Welcome

Hi everyone! My name is Abby Wren. I am a recipient of the 2022 Dean’s Undergraduate Research Awards (DURA) in the Humanities. The focus my project and this site is the Cobbold Valentines Album from the Hopkins Sheridan Libraries Special Collections.

From the 1800s to 1820s, novelist, poet, conchologist, and socialite Elizabeth Cobbold hosted valentine parties for her single upper-crust friends at her house “The Cliff” in Ipswich, England. Pairs of valentines were hand-cut, inscribed with one of Cobbold’s original poems, and mounted on either blue (for the gentlemen) or red (for the ladies) paper. The attendees then found their “match” at the party.
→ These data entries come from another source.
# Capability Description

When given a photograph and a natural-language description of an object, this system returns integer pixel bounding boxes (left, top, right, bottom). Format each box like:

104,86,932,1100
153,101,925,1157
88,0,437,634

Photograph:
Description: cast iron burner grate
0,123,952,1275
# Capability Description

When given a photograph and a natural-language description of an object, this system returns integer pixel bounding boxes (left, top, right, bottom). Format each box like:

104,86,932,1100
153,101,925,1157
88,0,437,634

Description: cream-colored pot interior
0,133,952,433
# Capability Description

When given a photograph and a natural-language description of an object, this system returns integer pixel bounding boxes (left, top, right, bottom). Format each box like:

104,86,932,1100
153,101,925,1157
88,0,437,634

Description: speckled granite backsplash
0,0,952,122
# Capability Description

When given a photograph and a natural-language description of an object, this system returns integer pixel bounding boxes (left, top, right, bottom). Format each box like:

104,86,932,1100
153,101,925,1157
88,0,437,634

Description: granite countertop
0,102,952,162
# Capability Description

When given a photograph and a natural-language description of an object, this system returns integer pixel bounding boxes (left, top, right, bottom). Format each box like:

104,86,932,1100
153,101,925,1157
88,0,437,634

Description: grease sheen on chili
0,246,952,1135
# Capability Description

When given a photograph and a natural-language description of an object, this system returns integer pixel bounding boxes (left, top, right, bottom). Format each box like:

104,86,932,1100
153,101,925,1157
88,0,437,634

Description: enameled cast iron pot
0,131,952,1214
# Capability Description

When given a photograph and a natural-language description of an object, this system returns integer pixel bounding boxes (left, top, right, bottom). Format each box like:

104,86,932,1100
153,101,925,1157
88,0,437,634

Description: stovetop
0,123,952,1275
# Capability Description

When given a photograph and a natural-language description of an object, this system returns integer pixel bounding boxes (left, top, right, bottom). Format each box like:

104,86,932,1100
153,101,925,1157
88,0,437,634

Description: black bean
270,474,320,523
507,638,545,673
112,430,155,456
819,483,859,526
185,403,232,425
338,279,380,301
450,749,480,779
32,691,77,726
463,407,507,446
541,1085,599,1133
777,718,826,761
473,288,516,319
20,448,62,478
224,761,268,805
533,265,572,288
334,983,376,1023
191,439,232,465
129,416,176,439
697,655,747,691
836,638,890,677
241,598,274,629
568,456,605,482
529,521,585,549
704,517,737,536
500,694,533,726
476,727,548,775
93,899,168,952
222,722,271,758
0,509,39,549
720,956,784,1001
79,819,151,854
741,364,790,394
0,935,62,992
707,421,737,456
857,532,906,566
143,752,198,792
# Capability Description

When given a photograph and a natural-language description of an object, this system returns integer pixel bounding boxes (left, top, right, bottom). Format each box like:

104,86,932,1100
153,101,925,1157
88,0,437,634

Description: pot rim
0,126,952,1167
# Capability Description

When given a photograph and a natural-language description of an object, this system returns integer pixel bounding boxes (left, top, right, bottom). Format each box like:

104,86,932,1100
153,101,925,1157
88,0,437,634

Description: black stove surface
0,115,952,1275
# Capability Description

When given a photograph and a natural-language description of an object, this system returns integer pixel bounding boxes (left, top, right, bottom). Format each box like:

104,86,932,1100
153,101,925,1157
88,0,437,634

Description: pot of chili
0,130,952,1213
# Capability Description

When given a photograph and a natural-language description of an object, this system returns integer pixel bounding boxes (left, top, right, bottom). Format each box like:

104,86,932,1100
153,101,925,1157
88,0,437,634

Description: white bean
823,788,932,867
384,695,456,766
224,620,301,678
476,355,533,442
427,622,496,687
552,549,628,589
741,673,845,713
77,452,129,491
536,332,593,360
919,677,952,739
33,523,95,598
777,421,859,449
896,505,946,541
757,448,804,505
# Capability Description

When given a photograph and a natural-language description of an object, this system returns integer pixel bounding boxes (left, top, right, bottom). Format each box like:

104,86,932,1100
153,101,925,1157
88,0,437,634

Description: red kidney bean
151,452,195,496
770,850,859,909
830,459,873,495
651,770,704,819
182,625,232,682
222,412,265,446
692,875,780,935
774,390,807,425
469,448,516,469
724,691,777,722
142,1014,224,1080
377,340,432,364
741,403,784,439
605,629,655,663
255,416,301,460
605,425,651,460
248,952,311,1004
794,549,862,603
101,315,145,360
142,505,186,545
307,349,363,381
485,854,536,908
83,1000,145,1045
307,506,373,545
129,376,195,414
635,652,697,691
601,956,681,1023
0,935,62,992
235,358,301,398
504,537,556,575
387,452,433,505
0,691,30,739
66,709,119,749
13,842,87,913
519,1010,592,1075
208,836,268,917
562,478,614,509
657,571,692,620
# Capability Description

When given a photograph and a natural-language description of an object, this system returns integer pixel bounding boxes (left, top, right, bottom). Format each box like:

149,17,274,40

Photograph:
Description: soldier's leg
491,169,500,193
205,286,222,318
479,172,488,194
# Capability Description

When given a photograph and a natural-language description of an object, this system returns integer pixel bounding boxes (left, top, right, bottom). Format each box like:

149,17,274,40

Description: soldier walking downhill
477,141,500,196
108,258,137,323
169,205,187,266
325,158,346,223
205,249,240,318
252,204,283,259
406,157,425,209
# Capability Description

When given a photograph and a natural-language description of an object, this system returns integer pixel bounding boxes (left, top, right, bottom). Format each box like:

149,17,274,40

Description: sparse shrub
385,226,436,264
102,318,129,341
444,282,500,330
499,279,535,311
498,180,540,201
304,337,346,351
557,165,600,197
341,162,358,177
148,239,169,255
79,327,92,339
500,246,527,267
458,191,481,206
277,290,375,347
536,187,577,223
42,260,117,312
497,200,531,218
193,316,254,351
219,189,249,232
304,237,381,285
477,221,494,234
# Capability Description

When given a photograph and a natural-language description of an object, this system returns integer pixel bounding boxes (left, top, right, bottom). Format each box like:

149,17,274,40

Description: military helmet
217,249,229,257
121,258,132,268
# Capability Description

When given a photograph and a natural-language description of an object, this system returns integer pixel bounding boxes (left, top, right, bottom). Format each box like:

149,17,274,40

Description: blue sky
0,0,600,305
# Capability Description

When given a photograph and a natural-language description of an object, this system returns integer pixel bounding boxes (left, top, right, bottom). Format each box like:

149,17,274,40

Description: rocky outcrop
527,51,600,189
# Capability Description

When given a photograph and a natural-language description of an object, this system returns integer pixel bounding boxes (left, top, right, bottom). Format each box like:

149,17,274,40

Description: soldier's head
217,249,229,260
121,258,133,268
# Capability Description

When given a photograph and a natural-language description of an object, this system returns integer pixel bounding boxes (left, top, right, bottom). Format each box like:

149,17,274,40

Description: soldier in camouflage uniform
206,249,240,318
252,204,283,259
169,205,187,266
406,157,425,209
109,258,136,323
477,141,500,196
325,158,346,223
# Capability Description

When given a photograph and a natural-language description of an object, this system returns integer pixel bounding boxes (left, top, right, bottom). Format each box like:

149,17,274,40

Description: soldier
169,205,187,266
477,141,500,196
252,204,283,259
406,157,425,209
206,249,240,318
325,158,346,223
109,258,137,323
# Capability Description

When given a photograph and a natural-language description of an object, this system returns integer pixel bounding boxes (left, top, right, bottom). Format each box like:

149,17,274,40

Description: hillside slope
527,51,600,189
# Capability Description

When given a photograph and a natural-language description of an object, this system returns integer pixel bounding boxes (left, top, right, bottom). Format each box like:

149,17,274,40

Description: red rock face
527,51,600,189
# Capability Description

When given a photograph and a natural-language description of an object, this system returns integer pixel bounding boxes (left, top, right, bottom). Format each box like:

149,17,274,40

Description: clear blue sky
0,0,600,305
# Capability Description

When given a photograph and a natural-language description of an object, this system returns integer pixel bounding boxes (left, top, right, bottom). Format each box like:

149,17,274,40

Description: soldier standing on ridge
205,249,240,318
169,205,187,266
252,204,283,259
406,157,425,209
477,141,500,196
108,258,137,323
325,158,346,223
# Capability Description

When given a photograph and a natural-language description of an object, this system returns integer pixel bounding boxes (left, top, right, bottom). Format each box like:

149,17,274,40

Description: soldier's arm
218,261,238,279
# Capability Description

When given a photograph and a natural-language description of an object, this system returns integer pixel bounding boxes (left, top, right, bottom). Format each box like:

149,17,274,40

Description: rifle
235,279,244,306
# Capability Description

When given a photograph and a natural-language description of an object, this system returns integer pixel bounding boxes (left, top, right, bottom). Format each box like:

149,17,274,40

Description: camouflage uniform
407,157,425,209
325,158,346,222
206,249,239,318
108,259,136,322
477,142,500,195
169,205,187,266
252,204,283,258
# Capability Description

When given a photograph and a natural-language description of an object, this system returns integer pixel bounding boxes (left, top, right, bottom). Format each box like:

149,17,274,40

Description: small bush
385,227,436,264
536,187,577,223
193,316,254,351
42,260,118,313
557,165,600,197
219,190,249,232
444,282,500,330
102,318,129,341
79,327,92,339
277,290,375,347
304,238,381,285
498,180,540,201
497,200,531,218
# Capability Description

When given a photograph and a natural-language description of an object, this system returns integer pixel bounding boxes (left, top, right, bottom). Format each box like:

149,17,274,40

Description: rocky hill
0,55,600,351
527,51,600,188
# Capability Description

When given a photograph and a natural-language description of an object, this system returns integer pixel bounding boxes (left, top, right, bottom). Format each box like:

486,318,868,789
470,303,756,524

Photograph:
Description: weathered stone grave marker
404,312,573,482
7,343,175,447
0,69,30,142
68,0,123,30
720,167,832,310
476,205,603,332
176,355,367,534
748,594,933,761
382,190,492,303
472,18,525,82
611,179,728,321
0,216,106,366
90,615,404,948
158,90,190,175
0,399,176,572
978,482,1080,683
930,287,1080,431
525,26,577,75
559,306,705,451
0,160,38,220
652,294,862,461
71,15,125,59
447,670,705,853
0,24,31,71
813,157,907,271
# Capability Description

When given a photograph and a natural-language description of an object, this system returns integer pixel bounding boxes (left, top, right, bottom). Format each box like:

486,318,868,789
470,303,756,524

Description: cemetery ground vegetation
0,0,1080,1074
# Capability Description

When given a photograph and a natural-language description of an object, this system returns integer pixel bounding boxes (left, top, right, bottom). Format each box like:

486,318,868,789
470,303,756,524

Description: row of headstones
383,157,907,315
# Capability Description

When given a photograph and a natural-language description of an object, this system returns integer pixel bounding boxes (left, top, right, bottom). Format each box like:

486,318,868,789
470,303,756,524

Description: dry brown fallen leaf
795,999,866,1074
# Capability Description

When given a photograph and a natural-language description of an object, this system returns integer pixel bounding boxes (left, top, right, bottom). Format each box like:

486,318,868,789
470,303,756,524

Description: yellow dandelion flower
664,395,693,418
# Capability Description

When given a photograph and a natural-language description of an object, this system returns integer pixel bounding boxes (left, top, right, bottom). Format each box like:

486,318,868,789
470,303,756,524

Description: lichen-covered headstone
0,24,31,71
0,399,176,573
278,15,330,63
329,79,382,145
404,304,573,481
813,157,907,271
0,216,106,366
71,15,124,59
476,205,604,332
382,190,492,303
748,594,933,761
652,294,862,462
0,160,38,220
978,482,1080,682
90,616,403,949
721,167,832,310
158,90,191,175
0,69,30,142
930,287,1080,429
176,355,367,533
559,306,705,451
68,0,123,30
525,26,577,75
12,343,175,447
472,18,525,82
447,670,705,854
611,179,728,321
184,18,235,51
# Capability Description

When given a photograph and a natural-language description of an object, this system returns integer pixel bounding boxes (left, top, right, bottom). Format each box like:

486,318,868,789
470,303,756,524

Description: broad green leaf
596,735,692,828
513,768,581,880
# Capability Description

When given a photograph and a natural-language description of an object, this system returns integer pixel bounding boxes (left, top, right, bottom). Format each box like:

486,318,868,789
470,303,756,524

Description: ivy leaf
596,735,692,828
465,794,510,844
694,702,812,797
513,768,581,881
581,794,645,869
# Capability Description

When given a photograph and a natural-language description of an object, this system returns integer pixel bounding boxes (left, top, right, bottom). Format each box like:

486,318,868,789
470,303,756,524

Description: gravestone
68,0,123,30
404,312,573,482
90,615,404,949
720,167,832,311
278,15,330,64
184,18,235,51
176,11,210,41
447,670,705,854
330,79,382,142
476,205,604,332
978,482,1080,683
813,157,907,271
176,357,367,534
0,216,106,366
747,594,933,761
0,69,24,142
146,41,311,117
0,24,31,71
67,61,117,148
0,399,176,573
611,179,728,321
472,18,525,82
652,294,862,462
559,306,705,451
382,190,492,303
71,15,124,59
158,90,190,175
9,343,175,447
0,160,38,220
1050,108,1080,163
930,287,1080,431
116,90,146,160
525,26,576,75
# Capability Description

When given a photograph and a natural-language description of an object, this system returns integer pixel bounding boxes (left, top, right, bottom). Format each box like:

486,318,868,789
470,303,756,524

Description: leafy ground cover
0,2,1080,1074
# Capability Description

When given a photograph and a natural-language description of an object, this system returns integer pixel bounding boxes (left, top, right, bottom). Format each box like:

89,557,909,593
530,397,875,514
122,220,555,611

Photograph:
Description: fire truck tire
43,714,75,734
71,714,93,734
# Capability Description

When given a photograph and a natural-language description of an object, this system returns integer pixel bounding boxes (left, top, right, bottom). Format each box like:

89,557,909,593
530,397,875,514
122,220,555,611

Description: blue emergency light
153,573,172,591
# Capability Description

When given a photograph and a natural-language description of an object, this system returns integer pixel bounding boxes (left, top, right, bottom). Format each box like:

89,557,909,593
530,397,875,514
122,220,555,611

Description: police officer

The Sheridan Libraries Special Collections at Hopkins has an album containing 125 of Cobbold’s valentines. The artwork is beautiful and intricate, and the poems are charming and amusing. Many of the valentines also act as little time capsules for ideas in early 19th-century British culture. A particularly interesting valentine is of a Nairne Friction Machine (pictured below). This was a type of hand-cranked electrostatic machine used for early study of electricity as well as novelty entertainment. I personally love all the electricity puns featured in the poem and the sparks coming from the machine in the image!

Nairne Friction Machine by Elizabeth Cobbold (Ipswich, England c. 1815-1820)

What though your wit’s electric blaze

With brilliant coruscation plays,

What though the lightning of your eyes

[A flash more] bright than [this] supplies

And all your [v]ario[us] graces prove

A perfect battery of Love

Ye[t] you [perhaps] fair Lady mark

May [chime] yourself to take a spark.

I had so much fun putting this together, and I hope you enjoy learning a bit about Cobbold and Valentine's Day history. I encourage you to treat this site as an “exhibit.” I have included pages on subjects relating to the album as well as featured valentines. All 125 valentines with their transcripts are available under “Cobbold Valentine’s Gallery.”